As my ears slowly became numb I forgot for sometime that we were in a mall in a desert, and outside the temperature is blazing hot enough to fry an egg on the bonnet of your car.

Now about 2,000 people come to Ski Dubai over the weekend to ski or to just frolic in the snow. When Ski Dubai first opened in 2005 people dismissed it as an amusing and another wild idea.

Clever idea

Frenchman Lucas Marchand, operations manager of Ski Dubai, describes how it all came about: "Majid Al Futtaim, owner of Mall of the Emirates, wanted something that would make the mall a little more exciting than other malls.
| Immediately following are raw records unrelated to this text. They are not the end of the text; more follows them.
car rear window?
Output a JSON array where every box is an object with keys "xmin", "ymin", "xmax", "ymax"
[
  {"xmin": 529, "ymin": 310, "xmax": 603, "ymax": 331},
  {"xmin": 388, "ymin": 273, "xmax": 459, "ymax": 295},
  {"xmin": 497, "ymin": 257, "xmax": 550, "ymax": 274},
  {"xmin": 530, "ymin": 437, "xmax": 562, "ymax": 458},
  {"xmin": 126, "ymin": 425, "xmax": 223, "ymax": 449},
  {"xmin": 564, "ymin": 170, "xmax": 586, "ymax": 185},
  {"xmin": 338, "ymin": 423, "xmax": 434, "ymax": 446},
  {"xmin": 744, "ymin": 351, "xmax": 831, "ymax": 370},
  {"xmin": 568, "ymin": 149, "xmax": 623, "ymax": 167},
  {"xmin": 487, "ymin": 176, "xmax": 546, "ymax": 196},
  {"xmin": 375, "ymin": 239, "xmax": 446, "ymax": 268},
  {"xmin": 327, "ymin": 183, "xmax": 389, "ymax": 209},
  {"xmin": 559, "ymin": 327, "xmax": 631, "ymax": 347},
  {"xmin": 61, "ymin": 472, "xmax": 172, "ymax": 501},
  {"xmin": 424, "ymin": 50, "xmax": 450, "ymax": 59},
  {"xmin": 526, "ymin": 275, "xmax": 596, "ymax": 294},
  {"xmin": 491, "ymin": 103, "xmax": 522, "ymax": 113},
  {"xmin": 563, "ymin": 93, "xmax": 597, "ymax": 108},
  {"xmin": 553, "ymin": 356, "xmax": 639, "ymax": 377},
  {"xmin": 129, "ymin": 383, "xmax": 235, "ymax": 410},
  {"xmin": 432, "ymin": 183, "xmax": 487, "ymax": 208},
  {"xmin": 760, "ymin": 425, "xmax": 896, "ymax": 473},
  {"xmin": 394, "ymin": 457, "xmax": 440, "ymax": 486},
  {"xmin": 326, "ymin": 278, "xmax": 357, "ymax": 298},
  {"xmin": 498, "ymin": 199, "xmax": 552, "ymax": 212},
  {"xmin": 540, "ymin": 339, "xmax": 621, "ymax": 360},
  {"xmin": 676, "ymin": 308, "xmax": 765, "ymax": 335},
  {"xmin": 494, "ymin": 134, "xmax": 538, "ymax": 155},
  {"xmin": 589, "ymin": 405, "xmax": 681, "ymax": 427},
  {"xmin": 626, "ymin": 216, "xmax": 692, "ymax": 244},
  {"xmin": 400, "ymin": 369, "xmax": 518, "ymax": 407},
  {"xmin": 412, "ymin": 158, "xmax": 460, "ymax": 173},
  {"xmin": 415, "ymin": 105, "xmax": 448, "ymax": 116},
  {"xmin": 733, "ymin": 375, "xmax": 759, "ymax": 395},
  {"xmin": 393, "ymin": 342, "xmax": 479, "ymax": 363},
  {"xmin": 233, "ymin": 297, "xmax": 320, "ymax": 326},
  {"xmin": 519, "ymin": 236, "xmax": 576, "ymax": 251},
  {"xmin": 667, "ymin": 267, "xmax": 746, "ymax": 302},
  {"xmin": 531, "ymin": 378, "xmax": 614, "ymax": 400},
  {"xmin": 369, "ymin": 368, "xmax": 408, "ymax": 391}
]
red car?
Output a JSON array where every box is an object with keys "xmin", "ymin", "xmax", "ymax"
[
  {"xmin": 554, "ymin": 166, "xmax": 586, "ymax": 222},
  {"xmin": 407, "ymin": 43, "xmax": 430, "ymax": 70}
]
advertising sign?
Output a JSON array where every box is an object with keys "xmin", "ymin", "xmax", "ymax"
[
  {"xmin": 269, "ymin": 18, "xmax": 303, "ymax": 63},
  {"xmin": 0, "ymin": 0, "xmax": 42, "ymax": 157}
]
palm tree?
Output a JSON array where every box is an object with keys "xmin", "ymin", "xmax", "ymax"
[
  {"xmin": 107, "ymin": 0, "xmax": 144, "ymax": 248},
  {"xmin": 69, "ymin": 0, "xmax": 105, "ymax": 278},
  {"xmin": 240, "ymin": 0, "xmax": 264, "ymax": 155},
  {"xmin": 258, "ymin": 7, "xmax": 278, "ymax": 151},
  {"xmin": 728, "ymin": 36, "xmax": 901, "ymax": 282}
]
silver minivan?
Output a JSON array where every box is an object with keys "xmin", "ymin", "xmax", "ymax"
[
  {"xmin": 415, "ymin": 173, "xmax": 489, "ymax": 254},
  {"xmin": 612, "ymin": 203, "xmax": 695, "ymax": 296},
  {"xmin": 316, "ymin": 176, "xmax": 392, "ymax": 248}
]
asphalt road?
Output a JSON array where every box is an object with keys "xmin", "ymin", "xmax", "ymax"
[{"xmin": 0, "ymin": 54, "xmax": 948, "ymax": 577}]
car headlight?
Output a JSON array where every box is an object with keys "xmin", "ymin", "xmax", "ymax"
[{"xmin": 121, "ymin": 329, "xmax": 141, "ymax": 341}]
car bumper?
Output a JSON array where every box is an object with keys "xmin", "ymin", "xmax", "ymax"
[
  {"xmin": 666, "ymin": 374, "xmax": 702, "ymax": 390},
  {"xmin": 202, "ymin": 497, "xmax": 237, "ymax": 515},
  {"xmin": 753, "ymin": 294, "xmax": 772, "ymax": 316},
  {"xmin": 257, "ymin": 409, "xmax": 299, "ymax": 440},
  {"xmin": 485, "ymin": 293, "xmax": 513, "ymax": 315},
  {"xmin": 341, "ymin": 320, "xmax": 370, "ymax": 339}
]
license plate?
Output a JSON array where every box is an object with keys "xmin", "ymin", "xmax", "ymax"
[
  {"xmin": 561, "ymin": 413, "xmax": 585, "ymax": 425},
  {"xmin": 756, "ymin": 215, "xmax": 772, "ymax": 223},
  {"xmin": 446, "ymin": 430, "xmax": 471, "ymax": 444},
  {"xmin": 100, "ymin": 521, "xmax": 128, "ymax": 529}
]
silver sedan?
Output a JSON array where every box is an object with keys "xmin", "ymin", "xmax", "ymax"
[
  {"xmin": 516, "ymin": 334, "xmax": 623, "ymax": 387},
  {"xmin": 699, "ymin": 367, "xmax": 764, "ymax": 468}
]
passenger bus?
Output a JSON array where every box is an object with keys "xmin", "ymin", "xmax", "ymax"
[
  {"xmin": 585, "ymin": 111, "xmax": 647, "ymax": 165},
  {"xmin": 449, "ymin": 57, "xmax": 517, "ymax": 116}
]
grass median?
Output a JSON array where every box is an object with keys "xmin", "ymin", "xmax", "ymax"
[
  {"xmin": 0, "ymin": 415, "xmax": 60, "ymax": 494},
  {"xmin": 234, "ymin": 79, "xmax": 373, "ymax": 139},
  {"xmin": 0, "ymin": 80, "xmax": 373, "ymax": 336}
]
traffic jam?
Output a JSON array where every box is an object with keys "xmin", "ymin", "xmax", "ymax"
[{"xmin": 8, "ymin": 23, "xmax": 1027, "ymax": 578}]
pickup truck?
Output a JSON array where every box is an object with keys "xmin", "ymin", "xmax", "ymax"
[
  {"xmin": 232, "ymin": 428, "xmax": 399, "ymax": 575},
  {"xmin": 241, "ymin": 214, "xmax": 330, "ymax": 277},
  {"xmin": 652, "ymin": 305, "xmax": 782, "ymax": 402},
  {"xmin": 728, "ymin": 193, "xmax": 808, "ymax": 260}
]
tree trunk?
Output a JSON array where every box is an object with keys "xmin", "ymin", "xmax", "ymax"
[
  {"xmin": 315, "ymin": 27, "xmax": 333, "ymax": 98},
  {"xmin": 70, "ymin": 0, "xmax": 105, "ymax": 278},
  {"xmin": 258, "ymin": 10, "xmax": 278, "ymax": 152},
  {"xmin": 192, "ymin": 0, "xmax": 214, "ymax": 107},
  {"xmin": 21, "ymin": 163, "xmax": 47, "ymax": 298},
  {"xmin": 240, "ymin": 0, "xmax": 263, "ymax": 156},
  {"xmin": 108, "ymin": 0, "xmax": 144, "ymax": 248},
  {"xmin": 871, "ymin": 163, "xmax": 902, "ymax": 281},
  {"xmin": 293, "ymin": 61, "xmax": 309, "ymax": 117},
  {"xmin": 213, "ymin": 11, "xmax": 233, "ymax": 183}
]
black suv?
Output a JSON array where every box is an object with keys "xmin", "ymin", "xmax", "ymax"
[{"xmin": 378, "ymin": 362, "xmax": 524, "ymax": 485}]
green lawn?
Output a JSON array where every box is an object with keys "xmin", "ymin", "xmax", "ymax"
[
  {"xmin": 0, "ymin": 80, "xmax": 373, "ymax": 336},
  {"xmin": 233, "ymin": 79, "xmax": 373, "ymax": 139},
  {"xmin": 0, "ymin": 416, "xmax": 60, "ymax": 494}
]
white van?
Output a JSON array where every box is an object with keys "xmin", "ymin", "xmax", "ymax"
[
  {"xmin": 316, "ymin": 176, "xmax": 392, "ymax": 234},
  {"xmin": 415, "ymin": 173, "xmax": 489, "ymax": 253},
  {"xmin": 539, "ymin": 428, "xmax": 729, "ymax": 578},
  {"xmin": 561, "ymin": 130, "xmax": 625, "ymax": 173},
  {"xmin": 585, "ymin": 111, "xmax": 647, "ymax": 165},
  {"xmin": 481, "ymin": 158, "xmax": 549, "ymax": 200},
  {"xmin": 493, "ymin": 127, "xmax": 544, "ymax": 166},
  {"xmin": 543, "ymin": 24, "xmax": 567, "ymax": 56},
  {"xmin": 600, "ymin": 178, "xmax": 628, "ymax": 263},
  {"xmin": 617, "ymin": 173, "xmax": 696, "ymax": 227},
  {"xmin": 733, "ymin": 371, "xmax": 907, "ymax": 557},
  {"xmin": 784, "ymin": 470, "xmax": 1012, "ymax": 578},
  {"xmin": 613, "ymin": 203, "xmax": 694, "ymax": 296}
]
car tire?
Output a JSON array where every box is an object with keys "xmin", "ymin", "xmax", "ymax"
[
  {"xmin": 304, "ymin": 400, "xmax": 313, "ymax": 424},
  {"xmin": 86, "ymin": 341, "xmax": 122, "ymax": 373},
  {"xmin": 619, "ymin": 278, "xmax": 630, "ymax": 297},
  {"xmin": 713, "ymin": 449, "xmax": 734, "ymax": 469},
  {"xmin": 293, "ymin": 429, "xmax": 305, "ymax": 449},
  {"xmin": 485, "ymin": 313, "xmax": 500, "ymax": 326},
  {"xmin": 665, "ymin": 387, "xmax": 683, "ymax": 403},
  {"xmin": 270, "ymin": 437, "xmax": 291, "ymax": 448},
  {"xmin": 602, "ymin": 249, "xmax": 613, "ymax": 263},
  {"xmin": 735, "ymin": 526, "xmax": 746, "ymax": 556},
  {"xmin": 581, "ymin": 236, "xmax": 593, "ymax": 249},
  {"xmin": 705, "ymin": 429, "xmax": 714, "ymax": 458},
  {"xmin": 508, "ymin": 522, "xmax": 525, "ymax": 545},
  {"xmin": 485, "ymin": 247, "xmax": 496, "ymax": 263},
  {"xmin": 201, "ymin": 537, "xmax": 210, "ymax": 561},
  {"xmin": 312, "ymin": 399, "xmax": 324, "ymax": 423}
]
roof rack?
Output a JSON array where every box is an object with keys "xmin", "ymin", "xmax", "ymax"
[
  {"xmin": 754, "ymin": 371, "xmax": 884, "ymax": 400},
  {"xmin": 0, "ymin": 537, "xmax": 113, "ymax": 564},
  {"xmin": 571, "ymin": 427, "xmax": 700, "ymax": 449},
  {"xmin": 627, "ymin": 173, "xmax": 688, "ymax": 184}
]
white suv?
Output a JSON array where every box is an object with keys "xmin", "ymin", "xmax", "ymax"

When he was visiting Japan [with his daughter], he saw a ski slope and said to himself, 'I have to bring it to Dubai.' When he came here, he said 'I want snow, we need to bring snow to Dubai." It was a clever idea."

According to a website on skiing, the Lalaport Ski Dome SSAWS in Tokyo, (which stands for spring, summer, autumn, winter snow), bills itself as a 'mountain under a roof' and cost $400 million (Dh1.46 billion) to build.

Unlike other indoor ski slopes that use artificial snow made from resins, Dubai Ski makes snow by spraying a mist of water and compressed air. Critics have said that Ski Dubai is a huge power consumer.

But Marchand disproves that.

He says it has a very innovative and efficient insulation. The roof has a first layer of insulation, then a five-metre layer of air, then a second layer of insulation. "With this buffer it is quite easy to keep the place cold," he says.

A comparison in power use was done in February and August. In the hottest month, when temperatures soar to nearly 49C, power consumption was only three per cent more, he claims.

Every night the snow is refreshed by adding between 5 and 25 tonnes, depending on the footfall. Busy times for Ski Dubai are summer, winter and public holidays. The highest number it had on one day was 7,800, on Eid.

"We are bringing snow culture where it had never existed. We have given people a chance to ski who normally would not have a chance," says Marchand.